Par Jacques Deveaux
Les tourbières du bassin du Congo piègent des milliards de tonnes de carbone. Leur disparition accentuerait les dérèglements climatiques en relâchant dans l’atmosphère dix mille ans de l’histoire de la planète.
C’est une des plus vastes zones de forêts marécageuses au monde. La dépression de la Cuvette centrale du Congo s’étend sur un million de km² dans cette région d’Afrique où le fleuve Congo, au sortir de sa grande boucle, entame sa course vers le Sud-Ouest et reçoit son principal affluent l’Oubangui.
La région connaît des précipitations abondantes propices au développement d’une forêt tropicale, deuxième massif forestier de ce type sur la planète après l’Amazonie. Une zone marécageuse s’y est développée, facilitée par le faible dénivelé : sur 1 700 km, le fleuve Congo ne descend que de 115 mètres en altitude.
C’est dans cet environnement que depuis dix mille ans, les tourbières se sont constituées. Les sols tourbeux se forment de la décomposition partielle de la matière organique végétale, dans un milieu faible en oxygène et saturé d’eau.
Les scientifiques pensaient les tourbières surtout cantonnées aux zones septentrionales, où les températures basses ralentissent la décomposition. Mais une étude a bouleversé ces connaissances.
Expédition au cœur des marais
En 2014, des chercheurs de l’Université britannique de Leeds mènent une prospection au cœur de la cuvette centrale, dans la zone marécageuse coincée entre l’Oubangui et une rivière au nom évocateur, la Likouala-aux-herbes. 40 000 km² de terrain à arpenter, où les rivières couvertes de sphaignes se frayent péniblement un chemin de méandres en méandres.
Sur 30 km, au cœur du marais, les chercheurs extraient plus d’une centaine d’échantillons de tourbe. La couche est bien plus épaisse que prévue. Par endroit, elle atteint presque six mètres de profondeur. Sa répartition est aussi une surprise. « Nous savons que la tourbe est présente sur environ 40% de toute l’étendue des terres humides de la Cuvette centrale », assurent les scientifiques de l’expédition.
Or, la tourbe est un piège à carbone, conservant ce que les arbres ont relaché à leur mort. Elle est utilisée comme combustible dans plusieurs régions de la planète, comme en Finlande, où elle recouvre le tiers du territoire. Le pays scandinave envisage aujourd’hui l’abandon de son usage. Car en brûlant, la tourbe rejette énormément de carbone, pour un rendement énergétique très faible.
Des milliards de tonnes de carbone piégées
Retour au Congo. Après des analyses sur la teneur en carbone des échantillons extraits, les chercheurs découvrent le potentiel de cette zone : la tourbe est un formidable réservoir. « Nous estimons qu’en termes de carbone, la tourbe de la Cuvette centrale en renferme 30,6 milliards de tonnes », assurent-ils. Soit autant que toute la forêt du bassin du Congo.

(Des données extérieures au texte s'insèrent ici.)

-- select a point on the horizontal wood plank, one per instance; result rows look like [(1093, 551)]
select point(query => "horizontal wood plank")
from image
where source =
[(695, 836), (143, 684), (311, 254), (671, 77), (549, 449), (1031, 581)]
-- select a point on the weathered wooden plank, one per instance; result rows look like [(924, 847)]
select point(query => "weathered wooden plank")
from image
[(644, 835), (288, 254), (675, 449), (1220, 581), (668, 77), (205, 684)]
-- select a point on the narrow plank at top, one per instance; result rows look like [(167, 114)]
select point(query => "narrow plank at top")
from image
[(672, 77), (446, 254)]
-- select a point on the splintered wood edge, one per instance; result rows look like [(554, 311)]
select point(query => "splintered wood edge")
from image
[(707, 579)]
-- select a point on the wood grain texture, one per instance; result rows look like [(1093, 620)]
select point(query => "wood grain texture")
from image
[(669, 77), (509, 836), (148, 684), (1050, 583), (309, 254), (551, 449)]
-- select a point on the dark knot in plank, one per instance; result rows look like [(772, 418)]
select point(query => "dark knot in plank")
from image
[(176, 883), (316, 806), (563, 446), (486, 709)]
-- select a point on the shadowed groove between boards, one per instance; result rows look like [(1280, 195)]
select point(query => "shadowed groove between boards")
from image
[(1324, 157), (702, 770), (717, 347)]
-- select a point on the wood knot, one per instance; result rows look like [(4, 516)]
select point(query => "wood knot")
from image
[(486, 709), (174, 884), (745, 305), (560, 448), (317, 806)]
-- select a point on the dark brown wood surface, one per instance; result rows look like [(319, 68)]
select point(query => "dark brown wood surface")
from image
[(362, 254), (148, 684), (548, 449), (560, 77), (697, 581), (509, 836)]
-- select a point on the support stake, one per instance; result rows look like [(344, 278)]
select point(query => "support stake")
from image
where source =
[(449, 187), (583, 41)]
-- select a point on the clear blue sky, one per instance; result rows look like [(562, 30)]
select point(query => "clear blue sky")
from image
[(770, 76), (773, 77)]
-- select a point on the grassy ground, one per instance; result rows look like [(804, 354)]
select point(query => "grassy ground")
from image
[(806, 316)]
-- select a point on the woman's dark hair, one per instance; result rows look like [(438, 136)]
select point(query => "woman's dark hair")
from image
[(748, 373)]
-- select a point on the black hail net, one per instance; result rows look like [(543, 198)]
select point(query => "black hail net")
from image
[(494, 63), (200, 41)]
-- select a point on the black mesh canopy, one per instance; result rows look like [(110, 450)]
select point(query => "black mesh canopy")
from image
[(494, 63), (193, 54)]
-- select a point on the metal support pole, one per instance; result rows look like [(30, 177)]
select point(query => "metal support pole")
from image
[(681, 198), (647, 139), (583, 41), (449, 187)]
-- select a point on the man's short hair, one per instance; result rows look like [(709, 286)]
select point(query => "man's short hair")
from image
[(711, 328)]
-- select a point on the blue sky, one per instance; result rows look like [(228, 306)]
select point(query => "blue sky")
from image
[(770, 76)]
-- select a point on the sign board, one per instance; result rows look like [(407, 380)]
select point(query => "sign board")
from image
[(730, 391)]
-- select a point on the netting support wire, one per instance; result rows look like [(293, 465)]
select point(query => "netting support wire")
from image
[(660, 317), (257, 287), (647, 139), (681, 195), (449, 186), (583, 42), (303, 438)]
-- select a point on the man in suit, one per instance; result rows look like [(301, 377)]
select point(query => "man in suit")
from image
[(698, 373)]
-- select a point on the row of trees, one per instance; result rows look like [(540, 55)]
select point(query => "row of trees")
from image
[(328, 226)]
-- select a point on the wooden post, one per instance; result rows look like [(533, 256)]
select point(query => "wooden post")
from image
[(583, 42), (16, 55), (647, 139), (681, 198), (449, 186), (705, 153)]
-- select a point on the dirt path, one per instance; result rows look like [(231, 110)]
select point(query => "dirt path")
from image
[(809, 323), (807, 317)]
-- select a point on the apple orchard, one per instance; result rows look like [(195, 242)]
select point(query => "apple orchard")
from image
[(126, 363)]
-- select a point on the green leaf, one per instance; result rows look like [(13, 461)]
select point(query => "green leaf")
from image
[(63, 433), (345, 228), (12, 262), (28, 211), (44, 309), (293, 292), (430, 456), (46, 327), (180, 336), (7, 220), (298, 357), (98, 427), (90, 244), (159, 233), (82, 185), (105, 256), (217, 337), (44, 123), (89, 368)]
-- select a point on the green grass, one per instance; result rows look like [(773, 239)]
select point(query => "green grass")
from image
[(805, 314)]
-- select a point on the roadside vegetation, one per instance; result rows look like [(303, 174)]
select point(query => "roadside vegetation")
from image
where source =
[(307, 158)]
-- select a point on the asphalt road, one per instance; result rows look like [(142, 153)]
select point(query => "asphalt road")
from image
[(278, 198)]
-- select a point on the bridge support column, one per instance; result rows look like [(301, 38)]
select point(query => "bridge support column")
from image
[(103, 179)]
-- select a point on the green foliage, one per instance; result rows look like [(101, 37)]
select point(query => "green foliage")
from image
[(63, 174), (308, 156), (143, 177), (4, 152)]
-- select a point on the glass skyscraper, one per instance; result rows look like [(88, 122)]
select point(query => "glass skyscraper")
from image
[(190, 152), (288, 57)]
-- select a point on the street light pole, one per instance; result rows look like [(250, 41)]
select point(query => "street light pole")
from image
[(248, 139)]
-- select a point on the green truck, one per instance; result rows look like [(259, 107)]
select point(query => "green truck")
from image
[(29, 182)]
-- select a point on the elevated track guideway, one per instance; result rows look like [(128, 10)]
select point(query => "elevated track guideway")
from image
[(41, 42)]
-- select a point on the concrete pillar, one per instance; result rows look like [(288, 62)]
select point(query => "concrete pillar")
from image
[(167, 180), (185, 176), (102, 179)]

Une découverte qui est aussi une alerte. En aucun cas la tourbe de la cuvette centrale ne doit disparaître et relâcher ce qu’elle a emprisonné. Or les menaces sont multiples.
Une menace potentielle
La première serait liée au réchauffement climatique, notamment à cause du dérèglement des précipitations. Moins de pluie conduirait à l’assèchement de cette zone de marais. Découverte, la tourbe pourrait alors poursuivre sa décomposition. Pire, elle peut prendre feu, notamment lors d’orages. Des feux qui couvent, hors de contrôle. La seconde menace est humaine. Son intervention dans cette zone peut rompre un équilibre biologique vieux de milliers d’années. En premier lieu, on pense à la déforestation qui semble ne connaître aucune limite sur le continent. On annonce également la découverte d’un important gisement de pétrole dans la région. Même si l’ampleur de la nappe pétrolière laisse sceptique, que les autorités congolaises réaffirment leur souci de préserver les lieux, ces projets d’exploitation pétrolière font craindre un avenir incertain pour les tourbières.